C’était le 9 avril 1972, et l’auteur de cet article débriefait une source qui revenait du Caire aux USA, avec des nouvelles surprenantes, tirées de ses rencontres avec les commandants des forces de Défense égyptiennes : le gouvernement égyptien d’Anouar el Sadate mettrait un terme à sa relation stratégique avec l’URSS en moins de six mois et on demanderait à tous les conseillers soviétiques de quitter l’Egypte. Et pourtant, l’Egypte était, à l’époque dépendante à 100% de l’équipement militaire soviétique, de ses conseils et de son assistance. Cette source était irréprochable : ses accès étaient, sans aucun doute possible, de très haut niveau (et ses relations au Caire se situait à un niveau personnel : il n’avait pas de fonction pour le compte du gouvernement US). Cette information a été utilisée dans la seconde édition de la Newsletter hebdomadaire de Défense, précurseur de ce journal et publiée le 10 avril 1972. Elle a été distribuée au milieu de bâillements de désintérêt de certains et de l’incrédulité colérique des autres, à Washington DC : ce ne devait, tout simplement, pas être le cas ; l’Egypte était verrouillée par les Soviétiques et ne pouvait, en aucun cas, avoir recours à une quelconque marge de manœuvre stratégique. L’Egypte, pour Washington, était irrémédiablement dans le camp ennemi.

Moins de six mois plus tard, le 18 juillet 1972, le Président Anouar El Sadate a, effectivement, évincé les Soviétiques. En tous cas, les Etats-Unis étaient préoccupés et ont encore échoué à tirer parti de ces tendances lourdes. Le Secrétaire d’Etat Henry Kissinger était profondément engagé dans des négociations avec les responsables Nord-Vietnamiens, conduits par Le Duc Tho, à Paris ; la spirale de la Guerre du Vietnam baissait d’intensité ; l’Administration Richard Nixon négociait le Traité Stratégique de Limitation des Armes (SALT I). 

Un peu plus d’un an plus tard, le 6 octobre 1973, l’Egypte lançait son offensive militaire contre Israël – avec ses équipements soviétiques existants, mais sans le soutien russe et sans aucune livraison de pièces détachées ni d’assistance soviétique sous aucune forme, depuis plus d’un an – afin de reprendre le contrôle du Canal de Suez et du Sinaï.
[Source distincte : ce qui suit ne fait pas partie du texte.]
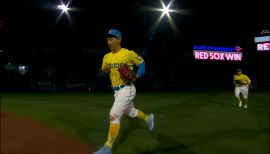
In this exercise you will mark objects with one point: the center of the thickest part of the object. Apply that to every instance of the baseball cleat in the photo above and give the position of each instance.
(150, 122)
(104, 150)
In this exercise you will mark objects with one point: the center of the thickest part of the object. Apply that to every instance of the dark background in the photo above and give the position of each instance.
(67, 54)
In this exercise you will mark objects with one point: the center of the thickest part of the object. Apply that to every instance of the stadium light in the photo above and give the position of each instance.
(65, 10)
(166, 9)
(63, 7)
Cette guerre a transformé l’Egypte et les Etats-Unis –avec les Accords de Camp David, signés le 17 septembre 1978, à la suite de l’offensive diplomatique d’Anouar el Sadate auprès d’Israël et de la visite qu’il a faite à Jérusalem, en 1977 – a commencé à attirer l’attention sur la réalité du fait que l’Egypte n’était pas « dans le camp ennemi ».
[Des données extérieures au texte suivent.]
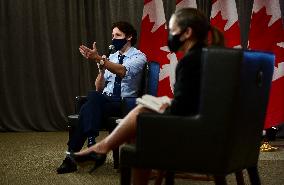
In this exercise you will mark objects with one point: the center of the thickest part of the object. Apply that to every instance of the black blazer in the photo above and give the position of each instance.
(187, 85)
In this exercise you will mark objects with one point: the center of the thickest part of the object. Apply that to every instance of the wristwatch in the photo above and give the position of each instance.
(102, 61)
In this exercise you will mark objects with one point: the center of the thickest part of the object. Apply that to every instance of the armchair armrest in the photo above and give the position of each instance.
(127, 104)
(175, 138)
(79, 101)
Ce que le Président Sadate a réussi à faire a été d’entreprendre une transformation en deux étapes de la position stratégique de l’Egypte, dans secret tellement total que, malgré la nature nationale à haut niveau des préparatifs de chaque phase, elles se sont faites sans même être remarquées, autant par les Soviétiques, les Etats-Unis, l’OTAN que par Israël. Lorsqu’il a hérité du commandement de l’Egypte, par la mort de Gamal Abdel Nasser, en 1970, la nation était encore entre les griffes de la dépression, qui était la conséquence de la guerre humiliante des Six Jours contre Israël (5-10 juin 1967). Sadate a hérité d’une force militaire dans laquelle seulement 6% de ses officiers avaient une éducation universitaire minimale.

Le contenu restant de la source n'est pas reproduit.